The Devil Doll (1936)
This is a film I’m afraid can be placed squarely in the “bad” category, but I do have an affection for it, and watch it every time it comes on. Neither excellent as horror nor as camp, The Devil Doll is an illustration not only of Browning’s decline but also of the decline of the original classic wave of early horror pictures. The original concept sounds like it had been promising, called The Witch of Timbuktoo and based on a story called “Burn, Witch, Burn” (Later made into a British film in the early 1960s), it was originally a voodoo tale, as the film’s eventual title bears witness to. But various elements within the studio system lobbied to have the voodoo element—and all reference to Africans—expunged. The story Browning’s drunken imagination eventually produced has falsely imprisoned banker Lionel Barrymore and his fellow inmate, a benevolent scientist, escaping from Devil’s Island. The scientist lets Barrymore in on his research: a plan to reduce living creatures to a sixth of their normal size so that world hunger will no longer be a problem. Unfortunately, the scientist dies, allowing Barrymore to use the technique in order to pursue his own aim—revenge on the crooks who framed him for embezzling. Humunculi are dispatched to stab the victims with tiny stilettos to paralyze and/or shrink them.
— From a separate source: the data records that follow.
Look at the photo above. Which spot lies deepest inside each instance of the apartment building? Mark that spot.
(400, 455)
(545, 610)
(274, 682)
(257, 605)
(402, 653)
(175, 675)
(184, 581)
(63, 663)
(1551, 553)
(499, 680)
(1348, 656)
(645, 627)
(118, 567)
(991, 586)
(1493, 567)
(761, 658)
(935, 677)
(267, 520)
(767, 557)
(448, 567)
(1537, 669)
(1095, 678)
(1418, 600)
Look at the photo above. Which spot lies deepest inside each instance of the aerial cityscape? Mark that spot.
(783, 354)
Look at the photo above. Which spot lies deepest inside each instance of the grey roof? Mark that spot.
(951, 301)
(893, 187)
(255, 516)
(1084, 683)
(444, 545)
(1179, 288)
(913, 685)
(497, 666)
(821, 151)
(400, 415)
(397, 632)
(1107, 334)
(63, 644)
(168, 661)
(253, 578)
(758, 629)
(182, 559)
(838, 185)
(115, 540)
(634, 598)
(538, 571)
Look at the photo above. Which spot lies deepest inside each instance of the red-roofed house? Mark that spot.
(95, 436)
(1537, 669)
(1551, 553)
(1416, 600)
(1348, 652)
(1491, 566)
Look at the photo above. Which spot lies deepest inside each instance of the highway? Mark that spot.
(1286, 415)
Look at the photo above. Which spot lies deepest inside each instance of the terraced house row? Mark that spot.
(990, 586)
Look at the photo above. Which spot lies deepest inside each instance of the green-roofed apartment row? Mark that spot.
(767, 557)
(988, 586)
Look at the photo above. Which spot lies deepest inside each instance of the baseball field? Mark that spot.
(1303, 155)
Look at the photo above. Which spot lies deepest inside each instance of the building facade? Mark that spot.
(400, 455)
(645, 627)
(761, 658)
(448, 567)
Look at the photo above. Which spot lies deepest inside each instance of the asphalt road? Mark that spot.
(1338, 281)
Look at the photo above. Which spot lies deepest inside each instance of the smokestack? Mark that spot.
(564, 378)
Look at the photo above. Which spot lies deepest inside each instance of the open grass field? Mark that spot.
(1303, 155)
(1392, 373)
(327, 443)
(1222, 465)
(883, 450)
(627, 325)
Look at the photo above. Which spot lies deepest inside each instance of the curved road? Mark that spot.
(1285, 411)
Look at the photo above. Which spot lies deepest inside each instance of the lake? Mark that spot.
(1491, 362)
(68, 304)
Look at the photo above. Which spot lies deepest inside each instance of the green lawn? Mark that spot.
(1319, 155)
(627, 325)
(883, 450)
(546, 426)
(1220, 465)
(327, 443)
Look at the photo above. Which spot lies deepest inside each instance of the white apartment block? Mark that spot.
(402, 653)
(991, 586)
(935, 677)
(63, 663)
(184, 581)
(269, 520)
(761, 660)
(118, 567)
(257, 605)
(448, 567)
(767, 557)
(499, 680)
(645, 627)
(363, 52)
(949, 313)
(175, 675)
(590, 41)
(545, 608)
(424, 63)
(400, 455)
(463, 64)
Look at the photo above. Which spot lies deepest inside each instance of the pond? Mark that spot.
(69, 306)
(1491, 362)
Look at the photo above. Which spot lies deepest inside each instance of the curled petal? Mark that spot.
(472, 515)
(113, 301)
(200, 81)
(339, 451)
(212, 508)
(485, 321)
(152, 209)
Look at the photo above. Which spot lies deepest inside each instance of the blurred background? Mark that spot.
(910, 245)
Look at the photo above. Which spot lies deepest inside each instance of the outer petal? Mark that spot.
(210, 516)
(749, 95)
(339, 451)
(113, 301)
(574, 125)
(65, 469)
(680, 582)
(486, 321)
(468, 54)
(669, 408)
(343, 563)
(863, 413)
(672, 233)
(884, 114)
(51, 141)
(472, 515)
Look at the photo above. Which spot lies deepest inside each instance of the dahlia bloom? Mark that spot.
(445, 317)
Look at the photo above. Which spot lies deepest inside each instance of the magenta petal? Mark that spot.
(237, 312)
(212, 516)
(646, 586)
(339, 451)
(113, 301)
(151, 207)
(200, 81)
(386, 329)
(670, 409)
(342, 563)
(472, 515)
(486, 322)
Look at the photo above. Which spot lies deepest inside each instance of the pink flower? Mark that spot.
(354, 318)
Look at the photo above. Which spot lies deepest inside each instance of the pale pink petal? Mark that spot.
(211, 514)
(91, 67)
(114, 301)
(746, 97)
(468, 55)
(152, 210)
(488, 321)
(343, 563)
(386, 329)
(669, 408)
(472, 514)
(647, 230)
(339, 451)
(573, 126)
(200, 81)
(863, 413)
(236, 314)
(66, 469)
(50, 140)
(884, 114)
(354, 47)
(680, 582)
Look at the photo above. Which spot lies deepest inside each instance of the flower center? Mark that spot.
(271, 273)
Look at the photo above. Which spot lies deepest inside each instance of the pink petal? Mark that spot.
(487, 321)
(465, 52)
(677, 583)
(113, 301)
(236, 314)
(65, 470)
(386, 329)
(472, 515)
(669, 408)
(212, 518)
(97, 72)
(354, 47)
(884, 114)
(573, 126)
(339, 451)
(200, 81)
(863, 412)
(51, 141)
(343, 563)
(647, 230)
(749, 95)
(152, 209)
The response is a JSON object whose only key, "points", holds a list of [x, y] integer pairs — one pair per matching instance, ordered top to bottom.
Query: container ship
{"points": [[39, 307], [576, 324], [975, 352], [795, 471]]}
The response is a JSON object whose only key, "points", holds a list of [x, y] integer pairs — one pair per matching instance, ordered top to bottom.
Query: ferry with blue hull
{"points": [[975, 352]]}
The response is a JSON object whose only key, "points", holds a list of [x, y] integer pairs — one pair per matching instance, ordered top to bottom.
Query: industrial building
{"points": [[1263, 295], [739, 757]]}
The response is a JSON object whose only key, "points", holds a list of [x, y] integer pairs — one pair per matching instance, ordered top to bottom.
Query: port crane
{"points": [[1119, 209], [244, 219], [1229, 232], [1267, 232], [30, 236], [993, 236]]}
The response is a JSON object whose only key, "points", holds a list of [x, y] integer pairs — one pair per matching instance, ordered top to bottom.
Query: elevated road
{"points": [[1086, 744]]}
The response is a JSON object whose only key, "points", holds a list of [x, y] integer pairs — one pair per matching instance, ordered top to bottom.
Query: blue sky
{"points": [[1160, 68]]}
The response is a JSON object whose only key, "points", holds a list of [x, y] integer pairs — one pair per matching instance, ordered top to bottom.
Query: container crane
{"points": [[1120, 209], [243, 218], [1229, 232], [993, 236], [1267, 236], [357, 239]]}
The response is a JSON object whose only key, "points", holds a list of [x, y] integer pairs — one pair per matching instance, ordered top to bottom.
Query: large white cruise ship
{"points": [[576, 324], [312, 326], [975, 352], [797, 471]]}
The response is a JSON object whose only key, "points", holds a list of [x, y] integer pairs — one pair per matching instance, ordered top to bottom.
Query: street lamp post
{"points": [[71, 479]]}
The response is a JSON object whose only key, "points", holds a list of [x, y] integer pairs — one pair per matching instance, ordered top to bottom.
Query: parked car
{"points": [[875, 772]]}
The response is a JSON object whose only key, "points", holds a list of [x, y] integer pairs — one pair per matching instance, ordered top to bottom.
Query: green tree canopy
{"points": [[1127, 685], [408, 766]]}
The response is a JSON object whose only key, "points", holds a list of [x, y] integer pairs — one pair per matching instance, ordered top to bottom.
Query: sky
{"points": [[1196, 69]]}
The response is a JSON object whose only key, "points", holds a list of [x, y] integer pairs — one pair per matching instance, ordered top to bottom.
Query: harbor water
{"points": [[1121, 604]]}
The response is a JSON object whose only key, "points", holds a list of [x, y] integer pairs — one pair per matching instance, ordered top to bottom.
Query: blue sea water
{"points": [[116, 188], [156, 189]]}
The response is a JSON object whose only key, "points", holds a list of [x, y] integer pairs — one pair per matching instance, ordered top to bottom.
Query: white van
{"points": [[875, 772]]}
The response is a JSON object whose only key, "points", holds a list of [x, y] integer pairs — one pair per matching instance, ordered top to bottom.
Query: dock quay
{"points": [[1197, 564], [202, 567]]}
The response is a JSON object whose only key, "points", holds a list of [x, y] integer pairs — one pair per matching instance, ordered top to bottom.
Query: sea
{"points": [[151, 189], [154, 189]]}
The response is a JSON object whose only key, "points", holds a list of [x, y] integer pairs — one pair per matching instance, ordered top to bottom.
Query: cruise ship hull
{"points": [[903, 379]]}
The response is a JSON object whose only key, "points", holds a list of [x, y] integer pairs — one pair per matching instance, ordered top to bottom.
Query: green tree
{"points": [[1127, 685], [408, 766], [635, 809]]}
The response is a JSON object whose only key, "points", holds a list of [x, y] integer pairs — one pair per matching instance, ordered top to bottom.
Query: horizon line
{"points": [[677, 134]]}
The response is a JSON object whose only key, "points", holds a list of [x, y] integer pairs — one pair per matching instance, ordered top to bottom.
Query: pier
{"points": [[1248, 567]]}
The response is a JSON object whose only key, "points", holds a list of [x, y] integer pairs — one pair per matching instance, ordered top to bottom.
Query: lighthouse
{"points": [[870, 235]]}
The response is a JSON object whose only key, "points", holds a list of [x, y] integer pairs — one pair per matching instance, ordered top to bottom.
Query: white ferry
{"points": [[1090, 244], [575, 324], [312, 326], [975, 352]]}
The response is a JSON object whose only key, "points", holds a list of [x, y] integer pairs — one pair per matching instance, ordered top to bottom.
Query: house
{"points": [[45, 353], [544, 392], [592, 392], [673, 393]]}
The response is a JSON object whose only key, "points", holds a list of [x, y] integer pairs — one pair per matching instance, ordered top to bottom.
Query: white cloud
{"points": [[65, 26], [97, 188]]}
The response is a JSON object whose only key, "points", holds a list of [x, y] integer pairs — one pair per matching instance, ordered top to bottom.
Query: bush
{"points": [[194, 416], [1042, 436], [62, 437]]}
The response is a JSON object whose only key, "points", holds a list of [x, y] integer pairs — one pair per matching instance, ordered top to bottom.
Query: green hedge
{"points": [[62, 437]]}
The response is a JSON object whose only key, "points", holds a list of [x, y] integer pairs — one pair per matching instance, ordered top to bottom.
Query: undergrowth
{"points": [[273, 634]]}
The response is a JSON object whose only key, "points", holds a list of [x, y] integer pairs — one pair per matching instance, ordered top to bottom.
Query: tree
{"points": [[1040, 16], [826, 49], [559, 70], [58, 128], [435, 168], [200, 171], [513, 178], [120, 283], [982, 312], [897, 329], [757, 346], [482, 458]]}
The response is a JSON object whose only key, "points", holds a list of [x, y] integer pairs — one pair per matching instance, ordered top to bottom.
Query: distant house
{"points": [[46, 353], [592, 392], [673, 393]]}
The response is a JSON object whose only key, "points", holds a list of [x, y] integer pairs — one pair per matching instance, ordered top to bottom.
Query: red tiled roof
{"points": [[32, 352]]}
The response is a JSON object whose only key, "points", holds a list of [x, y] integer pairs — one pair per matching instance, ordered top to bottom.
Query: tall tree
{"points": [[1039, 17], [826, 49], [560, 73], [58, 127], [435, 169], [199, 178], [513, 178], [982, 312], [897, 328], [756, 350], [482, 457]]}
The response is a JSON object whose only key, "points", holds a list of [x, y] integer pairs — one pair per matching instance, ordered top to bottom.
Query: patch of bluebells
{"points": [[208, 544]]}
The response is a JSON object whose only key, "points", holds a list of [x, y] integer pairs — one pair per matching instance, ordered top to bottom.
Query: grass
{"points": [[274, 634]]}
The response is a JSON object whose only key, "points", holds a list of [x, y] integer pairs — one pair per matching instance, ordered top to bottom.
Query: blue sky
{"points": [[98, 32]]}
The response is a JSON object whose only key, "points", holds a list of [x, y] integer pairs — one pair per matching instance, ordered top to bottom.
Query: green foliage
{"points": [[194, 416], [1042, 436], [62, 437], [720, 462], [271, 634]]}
The uncanny quality of the tiny people and animals is fairly enthralling and one of the film’s few saving graces. The other gimmick – that of Barrymore in disguise as an old woman – might be funny if it wasn’t played so straight. The consummate technical actor, Barrymore even invests his old lady with a French accent, which none of the other characters, equally French, don’t have. In the end he is exonerated. The laboratory explodes in a big ball of flame, and Barrymore has a weepy, covert rapprochement with his estranged daughter (Maureen O’Sullivan) in a somewhat tedious epilogue.
Miracles for Sale (1939)
Tod Browning’s last film is surprisingly normal seeming and mainstream, although it still gets plenty weird, come to think of it. It tells of a very convoluted but entertaining mystery solved by magician Robert Young. Young’s house is a veritable fun house of tricks and gadgets…but so also is every other house the main characters go to, including the murder scene…in which one magician is killed by another magician! Just to cloud everything up a little the cast of magicians is rounded out by psychics. At any rate, the film wasn’t enough to rescue Browning’s ailing career, which had never recovered from the disaster of Freaks. He was to live another 23 years, but sadly was never entrusted with the direction of another film.
Oh, The Unknown, that’s one that gave me nightmares after I saw it.
I didn’t realize Devil Doll was a Tod Browning film. I rather liked it, even if there isn’t really a lot to the film.